Mas quantas organizações, e, sobretudo, quantas chefias, estão dispostas a encarar estas questões? Como caminhar para uma política moderna de comunicação, se os gestores permanecem autoritários, avessos à crítica, tendendo mais ao controle, à censura do que ao gerenciamento competente da divergência de opiniões?
Aí está explicitado o gargalo real das tentativas (que se multiplicam) de se construir uma Política de Comunicação: as chefias não estão interessadas em quebrar os ovos para produzir omelete e acreditam que é possível melhorar o perfil da comunicação apenas com uma maquiagem mais refinada.

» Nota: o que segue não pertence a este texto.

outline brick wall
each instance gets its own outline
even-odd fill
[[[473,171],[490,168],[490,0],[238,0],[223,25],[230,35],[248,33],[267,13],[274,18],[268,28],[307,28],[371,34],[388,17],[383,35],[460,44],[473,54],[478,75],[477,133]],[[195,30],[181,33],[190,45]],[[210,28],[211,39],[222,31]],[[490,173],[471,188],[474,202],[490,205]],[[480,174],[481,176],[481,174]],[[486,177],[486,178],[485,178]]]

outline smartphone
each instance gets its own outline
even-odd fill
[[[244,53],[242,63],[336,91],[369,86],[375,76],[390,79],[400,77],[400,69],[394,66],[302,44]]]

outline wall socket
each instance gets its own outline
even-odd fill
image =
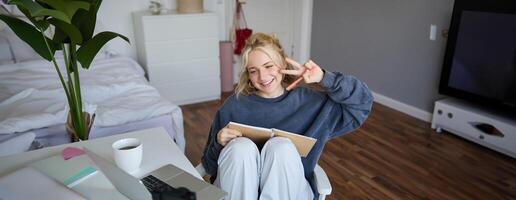
[[[430,40],[435,41],[437,39],[437,26],[430,24]]]

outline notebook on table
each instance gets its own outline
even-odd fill
[[[129,199],[153,199],[150,191],[154,190],[156,186],[152,184],[159,185],[157,187],[165,187],[158,188],[165,190],[169,186],[173,188],[184,187],[195,192],[197,199],[220,200],[226,196],[226,192],[214,185],[206,183],[170,164],[152,171],[140,181],[101,156],[86,148],[84,150],[113,186]]]
[[[299,155],[302,157],[306,157],[308,153],[310,153],[310,150],[312,150],[314,144],[317,142],[317,139],[315,138],[275,128],[262,128],[236,122],[229,122],[226,127],[239,131],[242,133],[242,136],[251,139],[257,145],[265,144],[265,142],[267,142],[267,140],[272,137],[286,137],[290,139],[292,143],[294,143],[294,146],[296,146]]]

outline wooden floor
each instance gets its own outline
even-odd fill
[[[222,102],[181,106],[194,164]],[[360,129],[326,144],[319,165],[333,187],[326,199],[516,199],[516,159],[376,103]]]

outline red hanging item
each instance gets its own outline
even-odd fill
[[[234,53],[237,55],[242,54],[242,49],[245,46],[245,42],[247,38],[251,37],[253,34],[253,30],[247,28],[247,21],[245,20],[244,10],[242,9],[242,3],[236,0],[236,12],[234,19],[235,26],[235,48]],[[244,23],[243,26],[240,26],[240,17],[242,17],[242,21]]]

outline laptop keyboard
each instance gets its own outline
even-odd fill
[[[159,180],[158,178],[148,175],[145,178],[141,179],[143,185],[151,191],[151,192],[164,192],[164,191],[173,191],[174,188],[165,182]]]

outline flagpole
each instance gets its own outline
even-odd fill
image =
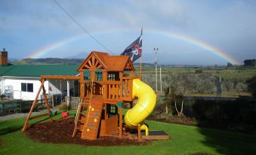
[[[143,29],[143,27],[141,26],[140,37],[142,37]],[[140,52],[140,79],[142,80],[142,53],[141,53],[141,52]]]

Elas resistem a mudanças necessárias porque estão comprometidas com a manutenção do status quo; porque, no fundo, não querem mesmo alterar muita coisa, e particularmente não estão dispostas a acabar com os privilégios que os cargos conferem a determinados profissionais.

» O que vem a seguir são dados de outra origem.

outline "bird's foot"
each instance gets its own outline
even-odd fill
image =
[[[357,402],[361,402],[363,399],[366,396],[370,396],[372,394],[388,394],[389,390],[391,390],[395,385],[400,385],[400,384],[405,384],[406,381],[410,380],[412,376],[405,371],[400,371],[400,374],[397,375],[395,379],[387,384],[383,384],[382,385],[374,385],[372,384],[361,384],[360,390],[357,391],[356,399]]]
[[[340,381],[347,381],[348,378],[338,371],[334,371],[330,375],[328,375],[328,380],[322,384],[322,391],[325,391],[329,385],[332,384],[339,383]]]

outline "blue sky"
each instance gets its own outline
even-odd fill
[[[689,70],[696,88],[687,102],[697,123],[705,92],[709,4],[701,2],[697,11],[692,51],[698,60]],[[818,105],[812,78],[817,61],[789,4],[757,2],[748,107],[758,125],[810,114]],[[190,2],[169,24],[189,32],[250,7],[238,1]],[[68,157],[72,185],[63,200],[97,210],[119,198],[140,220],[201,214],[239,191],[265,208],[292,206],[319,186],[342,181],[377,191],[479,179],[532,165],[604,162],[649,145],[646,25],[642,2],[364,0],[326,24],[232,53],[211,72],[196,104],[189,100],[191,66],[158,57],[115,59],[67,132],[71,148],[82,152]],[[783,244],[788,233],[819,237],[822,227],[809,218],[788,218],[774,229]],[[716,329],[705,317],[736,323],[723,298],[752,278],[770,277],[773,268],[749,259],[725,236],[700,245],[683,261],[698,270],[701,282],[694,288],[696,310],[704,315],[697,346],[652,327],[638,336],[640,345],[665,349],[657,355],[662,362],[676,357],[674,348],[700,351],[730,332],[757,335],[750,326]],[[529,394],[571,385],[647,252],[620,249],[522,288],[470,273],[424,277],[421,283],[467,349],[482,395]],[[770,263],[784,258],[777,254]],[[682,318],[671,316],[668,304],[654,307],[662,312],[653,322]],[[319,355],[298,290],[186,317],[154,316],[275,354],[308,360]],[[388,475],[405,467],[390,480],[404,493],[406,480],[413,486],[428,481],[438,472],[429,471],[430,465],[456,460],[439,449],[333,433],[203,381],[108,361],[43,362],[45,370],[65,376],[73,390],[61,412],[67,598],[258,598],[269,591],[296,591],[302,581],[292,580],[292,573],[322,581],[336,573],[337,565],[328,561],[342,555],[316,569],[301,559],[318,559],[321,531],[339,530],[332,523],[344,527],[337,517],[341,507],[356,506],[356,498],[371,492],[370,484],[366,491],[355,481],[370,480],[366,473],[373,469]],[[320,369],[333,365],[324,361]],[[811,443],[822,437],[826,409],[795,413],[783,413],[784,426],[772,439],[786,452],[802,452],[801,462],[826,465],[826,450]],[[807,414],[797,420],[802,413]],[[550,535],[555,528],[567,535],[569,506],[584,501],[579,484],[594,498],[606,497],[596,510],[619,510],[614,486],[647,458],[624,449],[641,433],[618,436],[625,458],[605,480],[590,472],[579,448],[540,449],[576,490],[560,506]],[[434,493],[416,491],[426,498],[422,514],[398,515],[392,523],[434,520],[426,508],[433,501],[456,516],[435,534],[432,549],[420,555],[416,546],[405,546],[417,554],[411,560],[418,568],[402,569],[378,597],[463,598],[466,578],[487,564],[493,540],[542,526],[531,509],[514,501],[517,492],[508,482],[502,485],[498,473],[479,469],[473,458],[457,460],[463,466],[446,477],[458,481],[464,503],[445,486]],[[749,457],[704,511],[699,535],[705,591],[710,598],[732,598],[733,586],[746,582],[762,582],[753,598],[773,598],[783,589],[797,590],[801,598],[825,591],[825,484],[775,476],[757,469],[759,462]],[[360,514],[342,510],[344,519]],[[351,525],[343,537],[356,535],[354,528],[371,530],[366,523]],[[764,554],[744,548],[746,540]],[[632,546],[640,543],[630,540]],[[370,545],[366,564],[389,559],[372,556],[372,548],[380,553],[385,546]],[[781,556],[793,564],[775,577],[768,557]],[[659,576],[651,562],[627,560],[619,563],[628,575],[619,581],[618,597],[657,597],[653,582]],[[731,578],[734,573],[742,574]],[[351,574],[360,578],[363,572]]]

Uma autêntica Política de Comunicação mobiliza o corpo de funcionários para a sua construção e não é escrita, na calada da noite, por um grupo restrito de pessoas que, em vez de realizarem um diagnóstico real da comunicação das organizações, se contentam em imaginar as demandas e expectativas dos públicos, sem consultá-los. A Política de Comunicação é uma construção coletiva e não um devaneio individual e precisa ser discutida amplamente antes que possa se materializar. Há organizações que concebem uma Política de Comunicação da noite pro dia, sem envolver os interessados, sem contextualizar as propostas, sem alinhar a comunicação com o planejamento estratégico, como se a comunicação estivesse descolada dos objetivos, da missão, da visão, da inserção no mercado e na sociedade.
Muitos dos que se arvoram em construir Políticas de Comunicação imaginam que o foco deva ser a produção de normas restritivas (no relacionamento com a imprensa, no uso das redes sociais etc) e saem por ai tentando criar regras para tudo, quase sempre estabelecidas para impedir a circulação de informações, restringir a interação, desestimular os que têm posições divergentes das chefias. Há Políticas de Comunicação que postulam a incomunicação.
Na verdade, o mais importante em todo o processo de construção de uma Política de Comunicação é exatamente esta possibilidade de envolver todos os interessados num debate aberto, franco, democrático sobre os relacionamentos das organizações com os seus públicos. Neste momento, as chefias precisam descer do pedestal em que costumam se encastelar para ouvir as sugestões, as críticas, para dialogar com os stakeholders. Não se faz Política de Comunicação a distância, sem o "olho no olho", sem botar o dedo na ferida.
Muitas vezes, as organizações se surpreendem, durante o processo de construção da Política de Comunicação, com o levantamento exaustivo das mazelas institucionais e não raro abortam o processo temendo que ele possa causar desconforto organizacional. E aí é que está o erro: o momento de elaboração da Política é rico exatamente porque permite o desvendamento de inúmeras situações que penalizam o clima organizacional , que impedem a implementação de ações e estratégicas realmente eficazes.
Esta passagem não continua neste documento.